Constraint-based modeling of metabolism at the genome scale has existed as a successful field for two decades. However, genome-scale modeling has entered a new era, with models of ever-increasing size which account for every known reaction in the metabolic and gene expression networks, known as ME models. These models are able to integrate for both metabolic costs (operational expenses) and gene expression costs (capital expenses) in a quasi-econometric model of growing bacterial cells. This modeling type presents new challenges but also brings exciting novel capabilities to constraint-based modeling.
An initial challenge due to models of this size and scale is simply software. Existing software tools for constraint-based modeling simply do not scale to handle models at the size of ME models. Additionally, they make assumptions about the model structure which prevent them from modeling the nonlinearities present in ME models. To address this, a new software package, COBRApy was developed to meet these needs. Unfortunately, interoperability between constraint-based modeling frameworks was already difficult, often resulting in different modeling results. To address this shortcoming, a web-based model validator was deployed to aid the constraint-based modeling community in ensuring all models compute identically with different tools. Finally, a new framework was written on top of COBRApy to build and simulate ME models quickly, accurately, and reproducibly.

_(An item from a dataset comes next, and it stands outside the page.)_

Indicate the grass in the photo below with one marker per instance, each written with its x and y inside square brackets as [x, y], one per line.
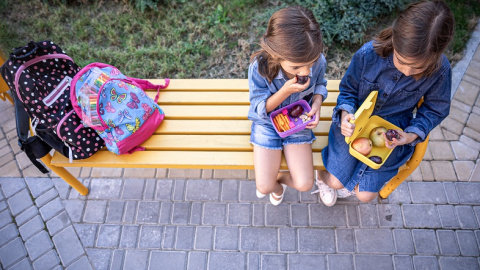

To exploit the descriptive nature of ME models, new algorithms were developed to gain increased biological insight from modeling simulations. To improve the understanding of the transcriptional regulatory network in E. coli, a method was developed to predict transcription factor activity from ME simulations, which were successfully used to guide experimental design in identifying novel transcription factor binding sites. To improve the ability of the E. coli ME model to directly predict differential gene expression, a novel method was developed to estimate ME model parameters from high-throughput omics data. Finally, the ME model of the E. coli K-12 MG1655 strain was extended to build strain-specific ME models for 40 different E. coli strains.